Homopolymer Scoring

How SPACER detects and penalizes runs of consecutive identical nucleotides in guide RNA spacers.

What Are Homopolymers?

A homopolymer is a run of consecutive identical nucleotides within a sequence — for example, AAAA (poly-A), CCCC (poly-C), GGGG (poly-G), or TTTT/UUUU (poly-T/U). Homopolymer runs are problematic in guide RNA design for several reasons:

  • Synthesis errors: Oligo synthesis platforms have higher error rates in homopolymer regions, leading to insertions and deletions
  • Reduced specificity: Repetitive sequences are more likely to have off-target matches in complex genomes
  • Secondary structures: Poly-G runs can form G-quadruplexes; poly-C runs can form i-motifs
  • Enzyme inhibition: Certain homopolymer configurations interfere with Cas enzyme loading and activity

Detection Algorithm

SPACER scans each spacer sequence and identifies the longest run of any single nucleotide. The detection considers all four bases independently and reports the maximum run length found:

text
Spacer: A U G C C C C U A G G G U U A A C G U C
                       ↑↑↑↑           ↑↑↑
                    poly-C (4)     poly-G (3)

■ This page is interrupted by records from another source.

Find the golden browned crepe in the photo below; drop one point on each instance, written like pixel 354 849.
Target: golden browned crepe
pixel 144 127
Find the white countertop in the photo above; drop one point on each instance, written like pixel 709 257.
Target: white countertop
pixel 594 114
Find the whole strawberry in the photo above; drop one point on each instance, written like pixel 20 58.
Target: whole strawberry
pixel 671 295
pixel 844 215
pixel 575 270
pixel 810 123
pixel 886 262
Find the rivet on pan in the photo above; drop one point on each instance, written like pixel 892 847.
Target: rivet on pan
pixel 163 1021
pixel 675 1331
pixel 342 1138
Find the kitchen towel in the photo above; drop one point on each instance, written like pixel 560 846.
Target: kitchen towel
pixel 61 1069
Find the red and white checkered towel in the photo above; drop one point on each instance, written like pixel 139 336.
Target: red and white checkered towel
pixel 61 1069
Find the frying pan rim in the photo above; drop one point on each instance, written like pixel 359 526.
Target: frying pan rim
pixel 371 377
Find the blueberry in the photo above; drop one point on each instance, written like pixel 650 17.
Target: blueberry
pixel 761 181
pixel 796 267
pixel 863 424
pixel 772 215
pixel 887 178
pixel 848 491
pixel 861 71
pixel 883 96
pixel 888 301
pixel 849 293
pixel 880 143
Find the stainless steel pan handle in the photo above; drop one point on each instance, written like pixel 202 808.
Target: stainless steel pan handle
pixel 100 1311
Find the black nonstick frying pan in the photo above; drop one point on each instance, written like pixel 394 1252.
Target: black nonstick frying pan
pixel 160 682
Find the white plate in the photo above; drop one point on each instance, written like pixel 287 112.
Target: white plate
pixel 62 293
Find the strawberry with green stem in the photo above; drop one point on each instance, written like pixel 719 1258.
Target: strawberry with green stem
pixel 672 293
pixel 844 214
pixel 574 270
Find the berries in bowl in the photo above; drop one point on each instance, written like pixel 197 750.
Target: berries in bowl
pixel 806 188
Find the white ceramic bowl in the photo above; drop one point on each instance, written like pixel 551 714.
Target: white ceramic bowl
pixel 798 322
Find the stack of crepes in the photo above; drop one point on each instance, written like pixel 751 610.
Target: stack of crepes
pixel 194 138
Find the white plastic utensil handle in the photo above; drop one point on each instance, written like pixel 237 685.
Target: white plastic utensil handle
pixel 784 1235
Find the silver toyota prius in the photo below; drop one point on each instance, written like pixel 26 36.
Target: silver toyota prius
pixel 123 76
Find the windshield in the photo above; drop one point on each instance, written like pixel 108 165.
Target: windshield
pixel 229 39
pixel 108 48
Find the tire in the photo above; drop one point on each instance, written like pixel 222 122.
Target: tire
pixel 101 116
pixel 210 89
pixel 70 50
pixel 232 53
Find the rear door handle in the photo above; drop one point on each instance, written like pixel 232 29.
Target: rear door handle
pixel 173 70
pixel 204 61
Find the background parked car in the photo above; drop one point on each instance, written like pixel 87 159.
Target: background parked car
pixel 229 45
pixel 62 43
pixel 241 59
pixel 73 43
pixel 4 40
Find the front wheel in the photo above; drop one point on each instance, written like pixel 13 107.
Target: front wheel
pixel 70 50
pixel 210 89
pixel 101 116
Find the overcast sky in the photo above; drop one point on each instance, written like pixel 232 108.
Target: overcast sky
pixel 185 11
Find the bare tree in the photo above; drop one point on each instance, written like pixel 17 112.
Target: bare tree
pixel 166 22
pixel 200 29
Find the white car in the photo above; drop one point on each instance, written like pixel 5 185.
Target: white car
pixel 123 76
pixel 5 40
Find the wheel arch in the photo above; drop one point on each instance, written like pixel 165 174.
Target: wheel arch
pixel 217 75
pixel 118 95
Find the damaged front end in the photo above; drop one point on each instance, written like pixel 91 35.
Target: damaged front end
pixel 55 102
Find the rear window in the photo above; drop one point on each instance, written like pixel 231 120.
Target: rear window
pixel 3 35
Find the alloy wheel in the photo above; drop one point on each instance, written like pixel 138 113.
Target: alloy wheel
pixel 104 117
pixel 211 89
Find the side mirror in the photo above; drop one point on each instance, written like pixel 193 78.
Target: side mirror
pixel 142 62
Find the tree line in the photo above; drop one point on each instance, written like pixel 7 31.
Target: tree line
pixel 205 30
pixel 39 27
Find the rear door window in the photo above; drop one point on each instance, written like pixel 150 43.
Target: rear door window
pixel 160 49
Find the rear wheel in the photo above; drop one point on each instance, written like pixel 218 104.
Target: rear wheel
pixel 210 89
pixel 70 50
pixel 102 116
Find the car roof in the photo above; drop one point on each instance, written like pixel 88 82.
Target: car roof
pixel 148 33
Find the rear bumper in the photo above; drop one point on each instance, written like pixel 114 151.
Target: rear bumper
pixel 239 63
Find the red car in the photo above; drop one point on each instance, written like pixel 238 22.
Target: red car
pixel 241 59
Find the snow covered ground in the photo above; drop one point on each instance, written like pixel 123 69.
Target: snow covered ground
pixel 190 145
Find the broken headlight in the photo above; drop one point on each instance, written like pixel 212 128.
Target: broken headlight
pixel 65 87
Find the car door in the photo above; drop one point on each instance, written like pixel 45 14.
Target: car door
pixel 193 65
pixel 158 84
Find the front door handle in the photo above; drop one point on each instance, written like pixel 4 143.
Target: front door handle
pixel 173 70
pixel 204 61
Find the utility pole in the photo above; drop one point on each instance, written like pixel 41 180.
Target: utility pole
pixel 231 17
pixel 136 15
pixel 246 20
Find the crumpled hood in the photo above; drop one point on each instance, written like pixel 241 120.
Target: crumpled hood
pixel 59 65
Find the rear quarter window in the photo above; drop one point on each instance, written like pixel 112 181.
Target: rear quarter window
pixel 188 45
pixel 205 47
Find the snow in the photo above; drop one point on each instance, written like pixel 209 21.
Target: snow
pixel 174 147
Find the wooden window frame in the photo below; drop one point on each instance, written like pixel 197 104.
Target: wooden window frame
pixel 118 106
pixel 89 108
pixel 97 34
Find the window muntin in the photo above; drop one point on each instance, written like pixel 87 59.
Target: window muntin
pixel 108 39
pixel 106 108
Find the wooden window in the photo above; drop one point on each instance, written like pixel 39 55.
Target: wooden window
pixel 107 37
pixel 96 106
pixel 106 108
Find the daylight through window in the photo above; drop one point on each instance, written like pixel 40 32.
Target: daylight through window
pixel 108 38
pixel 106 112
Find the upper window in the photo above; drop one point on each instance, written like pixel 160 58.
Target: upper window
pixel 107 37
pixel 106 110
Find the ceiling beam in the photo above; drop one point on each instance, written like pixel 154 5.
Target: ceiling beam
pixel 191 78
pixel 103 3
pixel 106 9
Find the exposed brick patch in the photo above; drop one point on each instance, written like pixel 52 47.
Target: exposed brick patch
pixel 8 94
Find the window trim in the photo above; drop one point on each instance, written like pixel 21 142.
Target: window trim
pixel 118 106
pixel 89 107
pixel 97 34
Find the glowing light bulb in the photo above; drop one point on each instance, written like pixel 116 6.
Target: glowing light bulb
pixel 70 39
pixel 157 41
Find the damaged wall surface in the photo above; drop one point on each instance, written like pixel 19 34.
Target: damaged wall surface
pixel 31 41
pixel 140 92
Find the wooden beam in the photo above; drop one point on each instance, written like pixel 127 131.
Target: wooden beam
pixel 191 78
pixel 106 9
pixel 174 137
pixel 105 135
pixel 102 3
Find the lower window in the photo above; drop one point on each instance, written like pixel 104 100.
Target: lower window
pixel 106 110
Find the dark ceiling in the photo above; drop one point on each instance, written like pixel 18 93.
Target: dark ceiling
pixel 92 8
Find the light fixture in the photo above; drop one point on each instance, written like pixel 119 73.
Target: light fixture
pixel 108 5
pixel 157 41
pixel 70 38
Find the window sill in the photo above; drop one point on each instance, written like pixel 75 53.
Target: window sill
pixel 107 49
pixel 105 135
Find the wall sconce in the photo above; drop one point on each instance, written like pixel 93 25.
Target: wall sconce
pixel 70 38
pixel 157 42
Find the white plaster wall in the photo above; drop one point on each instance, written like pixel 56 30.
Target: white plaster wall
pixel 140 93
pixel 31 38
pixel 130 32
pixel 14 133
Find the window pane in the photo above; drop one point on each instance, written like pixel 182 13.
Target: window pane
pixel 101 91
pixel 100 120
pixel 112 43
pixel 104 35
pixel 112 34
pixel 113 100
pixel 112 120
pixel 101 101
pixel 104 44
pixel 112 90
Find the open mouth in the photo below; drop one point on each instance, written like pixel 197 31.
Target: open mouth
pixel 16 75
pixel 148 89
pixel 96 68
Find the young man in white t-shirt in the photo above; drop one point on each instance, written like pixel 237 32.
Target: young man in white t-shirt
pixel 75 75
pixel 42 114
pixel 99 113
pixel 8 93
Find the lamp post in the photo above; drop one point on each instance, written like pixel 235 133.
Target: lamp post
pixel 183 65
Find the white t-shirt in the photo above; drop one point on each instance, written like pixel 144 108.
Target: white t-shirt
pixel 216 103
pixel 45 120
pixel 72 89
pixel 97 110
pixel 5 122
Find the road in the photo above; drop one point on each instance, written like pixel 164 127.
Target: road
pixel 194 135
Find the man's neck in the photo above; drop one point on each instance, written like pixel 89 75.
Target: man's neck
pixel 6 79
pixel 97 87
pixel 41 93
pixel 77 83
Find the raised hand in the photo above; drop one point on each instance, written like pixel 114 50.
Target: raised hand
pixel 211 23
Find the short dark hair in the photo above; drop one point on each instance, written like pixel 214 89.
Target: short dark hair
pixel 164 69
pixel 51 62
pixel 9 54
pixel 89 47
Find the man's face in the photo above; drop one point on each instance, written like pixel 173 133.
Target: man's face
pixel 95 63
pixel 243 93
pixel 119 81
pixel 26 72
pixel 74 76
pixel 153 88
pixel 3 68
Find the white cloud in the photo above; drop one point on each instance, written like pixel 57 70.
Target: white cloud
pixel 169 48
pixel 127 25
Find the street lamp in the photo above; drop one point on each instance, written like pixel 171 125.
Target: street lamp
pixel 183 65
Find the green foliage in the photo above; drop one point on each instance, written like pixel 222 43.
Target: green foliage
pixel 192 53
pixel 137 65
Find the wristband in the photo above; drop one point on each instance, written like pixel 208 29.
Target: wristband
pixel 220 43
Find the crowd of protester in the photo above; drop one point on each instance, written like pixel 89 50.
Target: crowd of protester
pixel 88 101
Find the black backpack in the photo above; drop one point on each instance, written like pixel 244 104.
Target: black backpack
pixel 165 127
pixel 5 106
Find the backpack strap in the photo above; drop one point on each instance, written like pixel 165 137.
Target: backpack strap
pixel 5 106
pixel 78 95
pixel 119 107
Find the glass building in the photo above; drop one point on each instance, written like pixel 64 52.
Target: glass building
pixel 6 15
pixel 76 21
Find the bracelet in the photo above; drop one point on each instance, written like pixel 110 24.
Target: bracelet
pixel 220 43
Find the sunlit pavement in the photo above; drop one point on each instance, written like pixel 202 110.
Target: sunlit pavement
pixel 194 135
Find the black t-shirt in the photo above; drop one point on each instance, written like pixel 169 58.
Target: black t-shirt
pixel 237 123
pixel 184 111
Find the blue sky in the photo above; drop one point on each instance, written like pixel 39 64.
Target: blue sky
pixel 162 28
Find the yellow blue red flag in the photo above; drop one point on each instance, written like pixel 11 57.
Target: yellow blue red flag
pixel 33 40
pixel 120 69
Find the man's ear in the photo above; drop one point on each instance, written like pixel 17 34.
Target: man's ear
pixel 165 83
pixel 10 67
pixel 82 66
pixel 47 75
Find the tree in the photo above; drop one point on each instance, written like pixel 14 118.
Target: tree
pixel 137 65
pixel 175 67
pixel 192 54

Longest homopolymer: 4 (CCCC)

Scoring Function

The homopolymer score is based on the length of the longest run. Short runs (≤3 nt) are considered normal and receive no penalty. Penalties increase with run length:

Longest RunScoreInterpretation
1–3 nt1.0Normal — no homopolymer concern
4 nt0.5Moderate — synthesis risk, minor activity impact
5 nt0.25Significant — likely synthesis issues, reduced activity
≥6 nt0.0Severe — strong recommendation against use

The penalty applies to the single longest run, not the sum of all runs. A spacer with two trinucleotide runs (e.g., AAA and GGG) receives no penalty, while a spacer with a single tetranucleotide run (AAAA) is penalized.

Quality Flag

When the longest homopolymer run is 4 or more nucleotides, SPACER raises the HOMOPOLYMER quality flag:

FlagConditionMeaning
HOMOPOLYMERLongest run ≥ 4 ntSpacer contains a homopolymer that may affect synthesis or activity
Info
Poly-T/U runs (TTTT or UUUU) are tracked separately by the poly-T scoring component, because they have an additional biological effect as transcription terminators. The homopolymer score captures all nucleotide types including T/U.

Base-Specific Risks

While all homopolymers are penalized equally in the scoring function, their biological risks differ:

Run TypePrimary Risk
Poly-AWeak binding (A-U pairs only have 2 hydrogen bonds); synthesis slippage
Poly-CCan form i-motif structures at slightly acidic pH; synthesis challenges
Poly-GG-quadruplex formation; strong secondary structures; highest synthesis error rate
Poly-T/UActs as Pol III terminator signal; see Poly-T Scoring for dedicated handling
Tip
Poly-G runs are particularly problematic because G-quadruplexes are exceptionally stable and can prevent Cas enzyme loading entirely. If you see a guide flagged for homopolymers, check whether the run is poly-G — these guides are the riskiest.